Version 1 of the Go programming language is released (LWN blurb). [Gopher (Go logo)]

GNOME 3.4 is released; this is the second major update of GNOME 3 (announcement).

April

The 2012 Linux Storage, Filesystem, and Memory Management Summit is held in San Francisco, April 1-2 (LWN coverage: day 1 and day 2).

Debian joins the Open Source Initiative as an affiliate (announcement).

The udev maintainer announces that the udev and systemd projects will merge, noting that it will still be possible to run udev on a system that is not using systemd (announcement).

I think one of the things that makes Debian off-putting and unwelcoming is that we're a little *too* obsessed with criticizing everyone's ideas, and what some people see as "healthy discussion" other people see as "hurtful flamewars over bike shed colors."

-- Russ Allbery

Yukihiro "Matz" Matsumoto, creator of the Ruby language, wins the 2011 Free Software Foundation award for the advancement of free software (announcement).

Red Hat celebrates becoming the first open source company to turn over one billion dollars in a fiscal year with a US$100,000 donation to open source projects (LWN blurb).

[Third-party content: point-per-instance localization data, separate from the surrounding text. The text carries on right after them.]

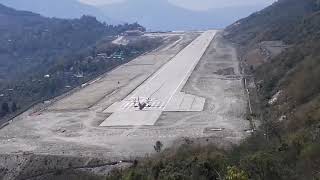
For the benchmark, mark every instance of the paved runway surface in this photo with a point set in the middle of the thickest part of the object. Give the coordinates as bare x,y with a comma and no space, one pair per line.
162,90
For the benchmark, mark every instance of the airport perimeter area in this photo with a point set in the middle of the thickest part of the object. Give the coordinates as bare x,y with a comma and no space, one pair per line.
195,89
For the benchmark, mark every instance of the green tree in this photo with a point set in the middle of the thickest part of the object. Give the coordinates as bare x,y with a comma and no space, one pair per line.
158,146
14,107
5,108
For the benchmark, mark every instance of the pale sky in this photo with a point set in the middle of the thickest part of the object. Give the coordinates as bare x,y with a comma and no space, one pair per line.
193,4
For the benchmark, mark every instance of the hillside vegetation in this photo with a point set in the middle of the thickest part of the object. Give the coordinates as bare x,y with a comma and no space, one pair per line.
287,144
41,57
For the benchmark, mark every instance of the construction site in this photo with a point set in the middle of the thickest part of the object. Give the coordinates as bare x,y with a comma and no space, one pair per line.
190,87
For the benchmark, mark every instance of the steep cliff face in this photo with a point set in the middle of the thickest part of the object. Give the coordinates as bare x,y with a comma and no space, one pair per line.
288,83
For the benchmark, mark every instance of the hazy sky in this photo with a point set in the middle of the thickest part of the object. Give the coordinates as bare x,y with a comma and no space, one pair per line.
194,4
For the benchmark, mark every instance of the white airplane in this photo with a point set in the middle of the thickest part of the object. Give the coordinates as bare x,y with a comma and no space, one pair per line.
142,104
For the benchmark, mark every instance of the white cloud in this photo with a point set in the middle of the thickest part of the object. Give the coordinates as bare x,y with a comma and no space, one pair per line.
193,4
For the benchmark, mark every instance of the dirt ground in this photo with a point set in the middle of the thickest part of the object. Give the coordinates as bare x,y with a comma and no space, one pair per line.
70,127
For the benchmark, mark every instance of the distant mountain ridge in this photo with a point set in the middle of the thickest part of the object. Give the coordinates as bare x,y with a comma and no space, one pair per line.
162,15
59,8
153,14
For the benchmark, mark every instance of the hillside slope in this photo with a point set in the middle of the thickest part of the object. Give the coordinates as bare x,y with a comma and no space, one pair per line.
41,57
162,15
59,9
286,146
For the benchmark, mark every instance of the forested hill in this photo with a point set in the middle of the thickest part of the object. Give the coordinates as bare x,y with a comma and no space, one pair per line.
28,39
288,85
285,102
42,57
288,20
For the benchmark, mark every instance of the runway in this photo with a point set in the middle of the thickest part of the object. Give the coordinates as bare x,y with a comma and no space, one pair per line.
163,89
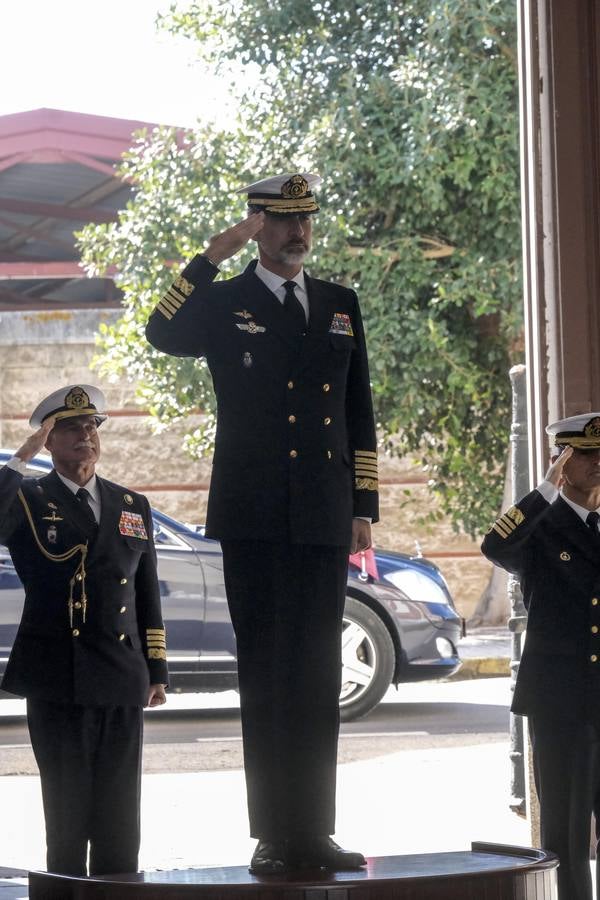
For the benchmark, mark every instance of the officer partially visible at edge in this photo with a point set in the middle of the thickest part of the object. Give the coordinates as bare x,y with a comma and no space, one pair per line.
550,539
90,650
293,490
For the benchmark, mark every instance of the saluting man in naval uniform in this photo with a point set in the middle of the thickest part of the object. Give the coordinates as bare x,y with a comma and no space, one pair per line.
294,489
550,539
90,650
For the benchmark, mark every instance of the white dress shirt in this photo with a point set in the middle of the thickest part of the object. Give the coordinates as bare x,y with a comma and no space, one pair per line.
91,487
275,284
550,492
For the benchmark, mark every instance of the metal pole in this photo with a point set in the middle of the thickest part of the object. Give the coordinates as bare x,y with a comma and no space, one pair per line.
518,618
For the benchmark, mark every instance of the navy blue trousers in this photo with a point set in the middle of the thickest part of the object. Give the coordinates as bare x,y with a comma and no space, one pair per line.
89,759
566,765
286,603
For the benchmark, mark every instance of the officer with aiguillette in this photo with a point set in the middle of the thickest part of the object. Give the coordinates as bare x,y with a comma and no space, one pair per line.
550,539
90,650
294,489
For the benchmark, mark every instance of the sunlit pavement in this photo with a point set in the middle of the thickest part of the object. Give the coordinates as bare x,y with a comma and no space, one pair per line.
406,802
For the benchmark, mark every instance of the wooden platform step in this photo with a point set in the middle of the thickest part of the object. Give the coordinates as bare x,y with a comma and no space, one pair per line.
486,872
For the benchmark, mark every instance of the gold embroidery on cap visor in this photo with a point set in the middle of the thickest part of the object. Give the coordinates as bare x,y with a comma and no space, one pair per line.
76,403
588,440
365,470
282,205
175,297
295,197
157,644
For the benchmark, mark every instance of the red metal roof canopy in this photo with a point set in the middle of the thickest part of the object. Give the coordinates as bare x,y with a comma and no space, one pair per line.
57,172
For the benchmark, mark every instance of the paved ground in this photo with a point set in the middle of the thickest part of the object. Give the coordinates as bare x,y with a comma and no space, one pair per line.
407,802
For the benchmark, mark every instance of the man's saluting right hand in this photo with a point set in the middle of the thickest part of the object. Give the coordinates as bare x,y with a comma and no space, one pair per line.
229,242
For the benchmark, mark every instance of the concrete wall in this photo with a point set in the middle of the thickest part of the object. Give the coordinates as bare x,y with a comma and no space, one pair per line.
41,351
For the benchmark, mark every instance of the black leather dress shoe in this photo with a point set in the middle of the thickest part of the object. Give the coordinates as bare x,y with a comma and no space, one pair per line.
323,853
269,858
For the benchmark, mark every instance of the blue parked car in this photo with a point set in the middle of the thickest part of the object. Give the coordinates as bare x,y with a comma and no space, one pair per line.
398,626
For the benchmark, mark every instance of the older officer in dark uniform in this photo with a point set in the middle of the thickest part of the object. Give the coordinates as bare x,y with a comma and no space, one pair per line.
90,650
294,488
550,539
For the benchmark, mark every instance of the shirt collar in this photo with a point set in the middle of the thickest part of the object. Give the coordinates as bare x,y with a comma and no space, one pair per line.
274,282
581,511
91,486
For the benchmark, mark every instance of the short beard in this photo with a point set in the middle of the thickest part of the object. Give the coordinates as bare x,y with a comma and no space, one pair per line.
293,257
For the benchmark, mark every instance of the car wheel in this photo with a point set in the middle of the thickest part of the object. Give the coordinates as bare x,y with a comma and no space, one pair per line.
368,659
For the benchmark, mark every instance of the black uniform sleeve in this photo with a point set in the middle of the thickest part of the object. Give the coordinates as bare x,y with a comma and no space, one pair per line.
11,511
361,426
178,324
508,541
149,616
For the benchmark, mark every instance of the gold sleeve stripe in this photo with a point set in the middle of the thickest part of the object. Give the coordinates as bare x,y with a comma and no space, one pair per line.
500,530
168,304
165,312
185,286
366,484
176,295
507,523
515,514
175,301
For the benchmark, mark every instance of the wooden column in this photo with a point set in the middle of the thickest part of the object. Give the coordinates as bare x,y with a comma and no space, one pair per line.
560,140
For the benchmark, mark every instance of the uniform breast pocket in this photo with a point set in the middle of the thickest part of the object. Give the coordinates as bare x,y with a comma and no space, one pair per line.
138,544
342,343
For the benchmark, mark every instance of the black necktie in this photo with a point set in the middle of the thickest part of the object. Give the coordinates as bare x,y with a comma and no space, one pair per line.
84,500
592,523
293,308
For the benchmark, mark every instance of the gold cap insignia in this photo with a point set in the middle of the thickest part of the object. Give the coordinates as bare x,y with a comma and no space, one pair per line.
592,429
77,399
295,187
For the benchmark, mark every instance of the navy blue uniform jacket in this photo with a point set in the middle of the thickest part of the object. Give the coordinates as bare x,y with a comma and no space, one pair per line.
295,452
557,560
113,656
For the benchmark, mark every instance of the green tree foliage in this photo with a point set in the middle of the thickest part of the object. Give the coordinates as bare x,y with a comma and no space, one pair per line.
409,110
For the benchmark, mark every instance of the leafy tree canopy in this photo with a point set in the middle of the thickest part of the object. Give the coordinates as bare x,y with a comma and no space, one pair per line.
410,112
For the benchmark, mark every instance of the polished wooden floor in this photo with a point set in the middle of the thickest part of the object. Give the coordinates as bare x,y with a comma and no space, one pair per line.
486,872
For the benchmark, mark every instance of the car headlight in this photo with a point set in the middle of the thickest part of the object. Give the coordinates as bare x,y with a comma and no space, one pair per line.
417,586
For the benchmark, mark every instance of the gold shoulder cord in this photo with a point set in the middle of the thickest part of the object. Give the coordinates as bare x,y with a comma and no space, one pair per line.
78,575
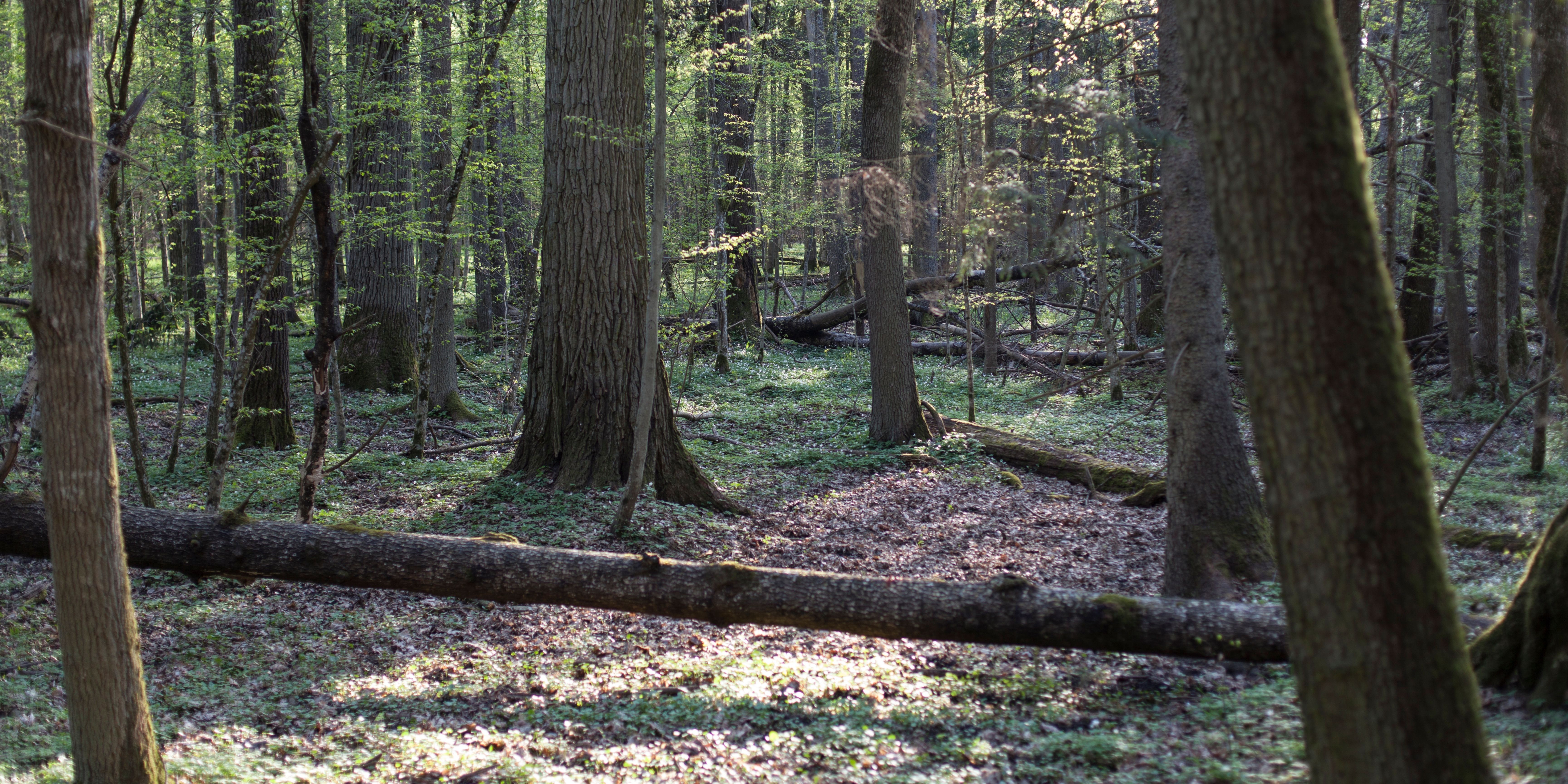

The Kubuntu project acquires a new sponsor, as Blue Systems hires two former Kubuntu developers away from Canonical (LWN blurb and article).

The 2012 Linux Foundation Collaboration Summit take place in San Francisco, April 3-5 (LWN coverage: Trademarks for free software projects; The kernel panel; X and Wayland; The Linux System Definition; The future of GLIBC; LLVM and Linux).

We don't need a system to help us ignore bug reports; our existing process handles that with admirable efficiency.

-- Robert Haas

Maintenance of the Linux 2.4 kernel comes to an end, eight years after the release of Linux 2.6.0 (announcement).

PostGIS 2.0.0 is released (announcement).

The Samba team announce a fix for a remote code execution vulnerability (LWN blurb).

The 2012 Linux Audio Conference takes place in Palo Alto, California, April 12-15 (LWN coverage).

Stefano Zacchiroli is re-elected for a third term as leader of the Debian Project (announcement).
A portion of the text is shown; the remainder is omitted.